Thursday, September 5, 2013
Sometimes I find myself in situations where I have to make a very conscience effort to remind myself that the people I have encountered are not aware of my journey and that they are simple doing their jobs. 

Yesterday was one of those days.
My "worst case scenario" self had my realistic self totally paranoid about some leg pain I have been experiencing lately so my PCP ordered an ultrasound to put my mind at ease. All was well but I added a tally mark to the ultrasound list...I am almost certain that I have had more ultrasounds this year than most have in their entire life. 

As I laid on the exam table the sonographer was explaining the machine to me and telling me how good the imaging has become. She does not know me nor did she know that I am an ultrasound pro so I just listened to her. In her explanation of the imaging she asked if I had ever had an ultrasound. I hesitantly answered yes and she asked if it was "for the exciting gender reveal during a pregnancy." My instinct was to say, "nope, I found out I has having a girl after they stuck a massive needle into my abdomen while I was awake and nicely ripped out a piece of my placenta." I resisted the urge but politely responded that I had to have several ultrasounds due to a complicated pregnancy. My hope that this would satisfy as the answer was quickly crushed as she asked a few more questions.  I know I am beginning to heal because I can talk about my journey without totally losing it but I don't always like to share with strangers. It is sensitive and personal so I don't usually provide all the details but the sonographer seemed to really want to know our story so I give her my very quick and very rehearsed run down...Addy had a cystic hygroma and after an MRI, we knew she also had a right sided diaphragmatic hernia, dysplastic kidneys, and underdeveloped lungs.
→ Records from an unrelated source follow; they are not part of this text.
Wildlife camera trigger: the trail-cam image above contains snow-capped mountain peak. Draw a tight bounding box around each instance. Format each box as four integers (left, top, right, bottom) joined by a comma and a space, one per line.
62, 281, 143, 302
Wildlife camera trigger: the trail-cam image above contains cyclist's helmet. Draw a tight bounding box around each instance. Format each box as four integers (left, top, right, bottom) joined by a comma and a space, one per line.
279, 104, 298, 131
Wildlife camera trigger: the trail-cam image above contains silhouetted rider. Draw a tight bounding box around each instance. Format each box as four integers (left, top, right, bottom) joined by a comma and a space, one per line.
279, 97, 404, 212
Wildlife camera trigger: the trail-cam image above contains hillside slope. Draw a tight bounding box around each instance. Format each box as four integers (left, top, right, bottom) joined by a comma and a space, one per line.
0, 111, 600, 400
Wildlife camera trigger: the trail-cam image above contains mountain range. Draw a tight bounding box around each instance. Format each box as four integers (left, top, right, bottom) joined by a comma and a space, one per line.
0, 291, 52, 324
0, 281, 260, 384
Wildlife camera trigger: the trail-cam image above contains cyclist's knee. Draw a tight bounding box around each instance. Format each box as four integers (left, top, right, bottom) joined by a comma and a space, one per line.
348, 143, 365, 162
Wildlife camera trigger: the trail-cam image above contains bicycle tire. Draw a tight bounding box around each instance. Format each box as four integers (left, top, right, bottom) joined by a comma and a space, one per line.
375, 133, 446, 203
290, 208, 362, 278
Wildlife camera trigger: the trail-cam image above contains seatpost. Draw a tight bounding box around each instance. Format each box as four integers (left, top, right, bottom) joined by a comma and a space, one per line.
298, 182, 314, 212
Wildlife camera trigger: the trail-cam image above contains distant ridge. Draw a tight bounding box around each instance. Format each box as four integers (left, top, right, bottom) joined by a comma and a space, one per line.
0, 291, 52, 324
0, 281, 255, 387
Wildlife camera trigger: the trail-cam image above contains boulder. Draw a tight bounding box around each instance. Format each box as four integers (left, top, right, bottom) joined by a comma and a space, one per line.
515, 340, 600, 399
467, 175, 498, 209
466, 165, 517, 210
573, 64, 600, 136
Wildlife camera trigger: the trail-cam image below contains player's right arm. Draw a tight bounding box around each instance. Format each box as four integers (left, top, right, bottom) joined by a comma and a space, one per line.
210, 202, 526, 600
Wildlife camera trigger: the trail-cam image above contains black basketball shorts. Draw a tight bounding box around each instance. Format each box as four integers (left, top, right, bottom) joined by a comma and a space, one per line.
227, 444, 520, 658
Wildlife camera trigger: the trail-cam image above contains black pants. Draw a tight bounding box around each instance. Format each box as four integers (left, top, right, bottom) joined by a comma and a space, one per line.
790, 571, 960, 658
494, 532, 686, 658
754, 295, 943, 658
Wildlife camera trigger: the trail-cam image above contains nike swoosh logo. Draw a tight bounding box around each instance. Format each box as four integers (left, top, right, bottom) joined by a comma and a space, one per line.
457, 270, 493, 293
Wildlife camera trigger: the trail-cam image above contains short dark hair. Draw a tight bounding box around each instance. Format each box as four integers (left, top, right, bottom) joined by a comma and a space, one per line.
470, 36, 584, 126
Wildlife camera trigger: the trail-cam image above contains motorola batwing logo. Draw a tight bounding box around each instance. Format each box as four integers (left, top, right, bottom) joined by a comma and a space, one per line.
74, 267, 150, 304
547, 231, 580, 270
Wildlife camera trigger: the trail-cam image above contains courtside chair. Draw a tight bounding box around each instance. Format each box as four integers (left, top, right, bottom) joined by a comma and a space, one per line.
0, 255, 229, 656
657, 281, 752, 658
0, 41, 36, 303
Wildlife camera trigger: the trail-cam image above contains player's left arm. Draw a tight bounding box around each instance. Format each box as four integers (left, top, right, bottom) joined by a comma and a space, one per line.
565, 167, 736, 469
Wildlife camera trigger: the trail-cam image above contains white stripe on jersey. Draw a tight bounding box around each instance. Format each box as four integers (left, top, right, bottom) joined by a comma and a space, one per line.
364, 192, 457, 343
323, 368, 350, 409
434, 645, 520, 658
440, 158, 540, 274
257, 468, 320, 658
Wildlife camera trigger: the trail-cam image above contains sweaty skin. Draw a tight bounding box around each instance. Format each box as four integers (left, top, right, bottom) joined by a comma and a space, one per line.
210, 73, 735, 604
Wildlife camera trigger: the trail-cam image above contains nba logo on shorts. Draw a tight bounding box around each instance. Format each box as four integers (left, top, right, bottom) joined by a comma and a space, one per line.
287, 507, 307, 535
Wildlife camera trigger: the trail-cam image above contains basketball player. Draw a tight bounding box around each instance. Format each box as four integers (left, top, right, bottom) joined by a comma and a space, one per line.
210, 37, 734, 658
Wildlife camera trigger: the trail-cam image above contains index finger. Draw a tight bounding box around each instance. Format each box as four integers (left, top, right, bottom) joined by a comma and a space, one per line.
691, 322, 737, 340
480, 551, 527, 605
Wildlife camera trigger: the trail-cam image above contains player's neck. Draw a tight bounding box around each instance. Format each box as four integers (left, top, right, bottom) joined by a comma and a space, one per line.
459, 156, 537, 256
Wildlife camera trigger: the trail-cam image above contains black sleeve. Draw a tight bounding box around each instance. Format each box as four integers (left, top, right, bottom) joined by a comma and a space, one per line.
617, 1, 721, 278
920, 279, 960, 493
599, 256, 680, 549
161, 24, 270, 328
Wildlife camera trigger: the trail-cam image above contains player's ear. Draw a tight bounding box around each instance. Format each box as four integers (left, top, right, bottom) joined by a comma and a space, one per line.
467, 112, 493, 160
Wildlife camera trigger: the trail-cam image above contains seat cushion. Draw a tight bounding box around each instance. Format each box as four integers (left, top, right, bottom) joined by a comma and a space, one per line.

After sharing, she asked if I drank enough water throughout my pregnancy. 
I found it to be an odd question after I just explained how Addy had passed away but she proceeded to tell me her story. She shared that her son had to go to the NICU after his birth because "he also had issues with his lungs." She explained that her doctor told her his issues were a result of "lack of amniotic fluid most likely caused by not drinking enough water throughout the pregnancy." She continued that he is "perfectly fine now" but he has "really bad asthma" which she feels really guilty about because she "caused it by not drinking enough water." 

I left the conversation at that. 
There was nothing else to say. 

For me, it isn't helpful to hear that God needed an angel in Heaven.
It isn't helpful to hear that my Addy is in a better place.
It isn't helpful to hear that I am young and can have more children.
And it isn't helpful to be made to feel like I did something wrong. 

I would have ingested the Mississippi River if it would have changed Addy's prognosis.